‘Wounded Warrior’ Charity Unleashes Hell—On Other Veteran Groups

WWP's (and Komen's, for that matter) problem isn't the salaries it pays its top brass. After all, it's an organization with an annual revenue of over $200 million, you're not going to easily get someone with the skillset or experience of managing an organization that size for $50k or even $100k a year.

The problem is how much it actually spends versus how much it brings in. In the last year filings are available on Charity Navigator, they brought in $234 million. Of that, they spent $158 million, banking $76 million. Their program expenses were $91 million, administrative (including salaries) $9 million, and fundraising $58 million (I'm rounding, so numbers may not add up exactly)
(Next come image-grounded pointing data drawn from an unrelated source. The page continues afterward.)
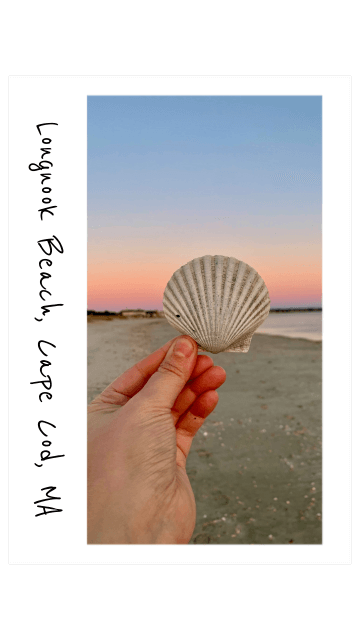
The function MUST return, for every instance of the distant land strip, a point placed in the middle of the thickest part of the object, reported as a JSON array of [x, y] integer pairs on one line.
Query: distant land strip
[[154, 313]]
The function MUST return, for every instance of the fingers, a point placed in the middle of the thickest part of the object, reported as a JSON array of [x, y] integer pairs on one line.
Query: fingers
[[202, 364], [191, 422], [211, 379], [134, 379], [173, 373]]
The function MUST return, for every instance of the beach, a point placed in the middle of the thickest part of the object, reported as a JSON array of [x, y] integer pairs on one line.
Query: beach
[[255, 464]]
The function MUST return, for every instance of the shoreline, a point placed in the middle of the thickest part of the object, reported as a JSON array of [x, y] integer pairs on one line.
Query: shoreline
[[255, 464], [268, 332]]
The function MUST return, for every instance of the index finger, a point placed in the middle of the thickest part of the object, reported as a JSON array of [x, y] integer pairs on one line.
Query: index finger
[[132, 380]]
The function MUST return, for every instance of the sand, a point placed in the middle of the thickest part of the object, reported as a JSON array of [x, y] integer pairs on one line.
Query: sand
[[255, 465]]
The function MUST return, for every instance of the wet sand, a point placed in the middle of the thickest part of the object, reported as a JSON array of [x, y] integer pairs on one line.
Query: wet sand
[[255, 465]]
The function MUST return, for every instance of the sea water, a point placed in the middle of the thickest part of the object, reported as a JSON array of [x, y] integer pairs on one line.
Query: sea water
[[294, 325]]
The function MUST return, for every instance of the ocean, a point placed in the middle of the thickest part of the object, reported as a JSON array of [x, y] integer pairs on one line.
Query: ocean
[[306, 325]]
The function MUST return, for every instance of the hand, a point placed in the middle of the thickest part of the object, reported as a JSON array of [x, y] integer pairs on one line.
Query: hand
[[140, 433]]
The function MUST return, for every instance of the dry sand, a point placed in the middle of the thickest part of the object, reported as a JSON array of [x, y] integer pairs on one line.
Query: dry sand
[[255, 465]]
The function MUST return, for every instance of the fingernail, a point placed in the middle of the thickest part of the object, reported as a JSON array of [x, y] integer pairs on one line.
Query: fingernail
[[183, 347]]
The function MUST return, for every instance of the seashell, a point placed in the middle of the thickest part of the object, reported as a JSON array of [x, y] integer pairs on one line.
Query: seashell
[[218, 301]]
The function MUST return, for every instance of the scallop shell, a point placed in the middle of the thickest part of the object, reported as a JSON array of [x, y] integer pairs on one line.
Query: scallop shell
[[218, 301]]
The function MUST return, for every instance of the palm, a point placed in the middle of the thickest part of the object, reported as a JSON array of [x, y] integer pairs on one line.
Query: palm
[[151, 435]]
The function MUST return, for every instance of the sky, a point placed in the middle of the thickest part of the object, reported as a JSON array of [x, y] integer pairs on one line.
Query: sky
[[175, 178]]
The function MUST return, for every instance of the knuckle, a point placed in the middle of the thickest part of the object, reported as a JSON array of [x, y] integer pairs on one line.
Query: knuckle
[[171, 367]]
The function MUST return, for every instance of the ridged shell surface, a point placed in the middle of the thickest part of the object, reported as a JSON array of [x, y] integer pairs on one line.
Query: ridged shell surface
[[218, 301]]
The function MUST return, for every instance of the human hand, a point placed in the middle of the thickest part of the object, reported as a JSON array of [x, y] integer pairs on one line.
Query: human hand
[[140, 430]]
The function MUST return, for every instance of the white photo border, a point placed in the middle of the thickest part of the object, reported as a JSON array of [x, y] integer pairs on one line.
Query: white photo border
[[61, 538]]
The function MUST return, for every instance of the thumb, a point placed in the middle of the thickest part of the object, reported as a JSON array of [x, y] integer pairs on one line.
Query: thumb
[[175, 370]]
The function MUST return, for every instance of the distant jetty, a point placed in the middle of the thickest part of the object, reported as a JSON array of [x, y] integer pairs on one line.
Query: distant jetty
[[129, 313], [154, 313]]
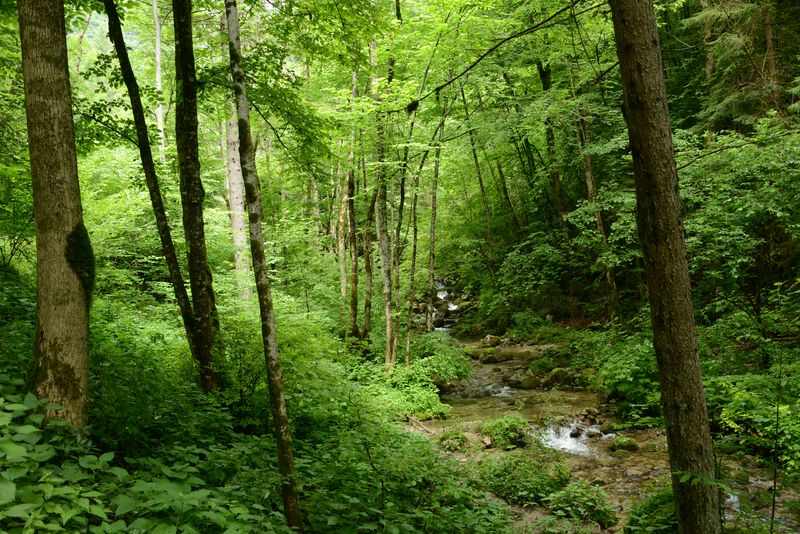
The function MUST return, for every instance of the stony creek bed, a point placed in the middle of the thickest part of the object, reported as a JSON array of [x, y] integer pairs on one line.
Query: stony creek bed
[[581, 427]]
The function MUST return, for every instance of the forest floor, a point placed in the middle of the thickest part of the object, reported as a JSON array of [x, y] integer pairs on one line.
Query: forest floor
[[588, 434]]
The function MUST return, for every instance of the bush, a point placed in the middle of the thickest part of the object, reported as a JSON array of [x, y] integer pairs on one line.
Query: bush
[[580, 501], [655, 515], [507, 432], [525, 477]]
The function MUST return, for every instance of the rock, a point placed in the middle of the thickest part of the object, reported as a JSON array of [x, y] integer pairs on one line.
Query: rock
[[594, 433], [558, 378], [623, 443], [493, 356], [490, 341], [635, 471], [607, 427]]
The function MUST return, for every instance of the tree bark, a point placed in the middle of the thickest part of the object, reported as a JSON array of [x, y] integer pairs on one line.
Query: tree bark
[[192, 195], [65, 262], [151, 177], [658, 212], [236, 207], [545, 75], [351, 211], [280, 419], [162, 143]]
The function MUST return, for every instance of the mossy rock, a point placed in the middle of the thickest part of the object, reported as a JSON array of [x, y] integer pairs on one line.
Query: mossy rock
[[623, 443]]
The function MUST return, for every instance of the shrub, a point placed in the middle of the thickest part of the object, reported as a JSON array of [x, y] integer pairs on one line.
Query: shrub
[[525, 477], [655, 515], [580, 501], [507, 432]]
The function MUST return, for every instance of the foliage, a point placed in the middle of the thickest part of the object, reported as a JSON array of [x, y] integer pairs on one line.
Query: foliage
[[580, 501], [655, 514], [525, 476], [507, 432]]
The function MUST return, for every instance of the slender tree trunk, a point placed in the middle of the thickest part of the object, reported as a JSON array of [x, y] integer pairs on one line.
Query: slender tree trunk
[[280, 419], [658, 211], [473, 146], [65, 262], [351, 210], [591, 195], [162, 143], [151, 178], [368, 272], [432, 250], [504, 189], [192, 195], [772, 66], [545, 75], [237, 208]]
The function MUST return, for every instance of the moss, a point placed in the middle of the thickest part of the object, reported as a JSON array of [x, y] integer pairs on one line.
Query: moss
[[80, 258]]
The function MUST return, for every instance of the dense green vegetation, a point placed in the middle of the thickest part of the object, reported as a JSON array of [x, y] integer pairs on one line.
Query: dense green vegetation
[[509, 181]]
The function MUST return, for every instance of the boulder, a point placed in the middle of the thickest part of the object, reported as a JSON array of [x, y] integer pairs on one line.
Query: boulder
[[490, 341]]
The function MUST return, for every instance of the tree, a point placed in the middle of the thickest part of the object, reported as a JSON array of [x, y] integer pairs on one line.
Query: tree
[[658, 213], [65, 261], [280, 419], [206, 323]]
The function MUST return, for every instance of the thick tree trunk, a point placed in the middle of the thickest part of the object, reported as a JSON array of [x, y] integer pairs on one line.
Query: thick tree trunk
[[151, 178], [280, 419], [192, 195], [658, 211], [162, 138], [65, 262]]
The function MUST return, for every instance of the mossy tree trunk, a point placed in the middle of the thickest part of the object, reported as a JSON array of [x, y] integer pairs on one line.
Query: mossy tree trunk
[[280, 419], [65, 262], [658, 214], [206, 322]]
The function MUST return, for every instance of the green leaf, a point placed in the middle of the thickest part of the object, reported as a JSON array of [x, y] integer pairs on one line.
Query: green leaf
[[30, 401], [8, 491], [13, 452], [125, 504], [19, 510]]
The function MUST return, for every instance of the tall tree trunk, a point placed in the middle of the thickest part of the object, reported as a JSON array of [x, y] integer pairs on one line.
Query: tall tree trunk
[[504, 189], [368, 272], [351, 210], [772, 66], [151, 178], [65, 262], [545, 75], [591, 196], [473, 146], [280, 419], [237, 208], [162, 143], [432, 249], [658, 213], [192, 195]]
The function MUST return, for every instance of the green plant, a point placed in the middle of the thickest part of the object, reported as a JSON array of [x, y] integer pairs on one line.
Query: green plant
[[525, 476], [507, 432], [580, 501], [655, 515]]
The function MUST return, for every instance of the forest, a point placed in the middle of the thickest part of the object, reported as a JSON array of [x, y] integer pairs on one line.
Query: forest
[[444, 266]]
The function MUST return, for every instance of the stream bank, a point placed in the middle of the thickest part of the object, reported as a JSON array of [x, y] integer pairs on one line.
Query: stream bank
[[511, 379]]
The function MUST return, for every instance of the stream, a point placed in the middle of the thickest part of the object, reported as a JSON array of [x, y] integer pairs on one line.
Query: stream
[[576, 423]]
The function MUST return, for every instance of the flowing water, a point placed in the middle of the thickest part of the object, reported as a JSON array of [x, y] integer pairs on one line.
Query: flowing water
[[577, 424]]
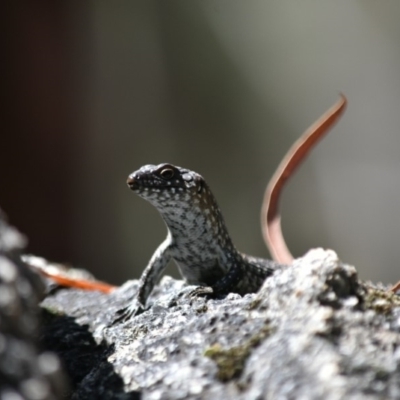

So, for every dollar you donated in 2013, this is what happened to it:

32.5 cents went into the bank.

3.8 cents went to administrative costs

24.7 cents went to making more money

38.9 cents went to veterans.

If you just want to talk raw expenses, and not count the money they didn't spend that fiscal year, then the admin/fundraising/program split is 36.5/5.8/57.7%

Some people defend this by saying it's normal for a new organization to push heavily in the fundraising and admin up front to build the brand to capitalize on later. That'd be great, except WWP isn't new. It's a 12 year old organization, founded in 2003, and became an independent charity in 2005. Also, you would expect see its program-to-expenses ratio improve as time passes, but that isn't the case -- it's bounced around the same level for the last 4 years.

It's also worth pointing out that many charities, including WWP, roll many fundraising costs into their program costs by marking them as "educational" efforts with an attached fundraising request rather than a raw fundraising message, so the reality is that the fundraising costs of WWP and others are actually understated.

Also, if you want to believe this is "normal," here's some comparable charities you could be giving your money to and the percentage of their total expenses that are program-related:

Navy SEAL Foundatiin: 85.7%

Special Operations Warrior Foundation: 85.4

Operation Homefront: 92.6%

DAV: 96.5%

AMVETS: 72.7%

Pat Tillman Foundation: 74.9%

Semper Fi Fund: 94.7%

IAVA: 80.6%

NMCRS: 84.2%

American Red Cross: 90.4%

So, yeah, do yourself and the world a favor. Don't give money to WWP. Give it to someone else who will actually do real good with it.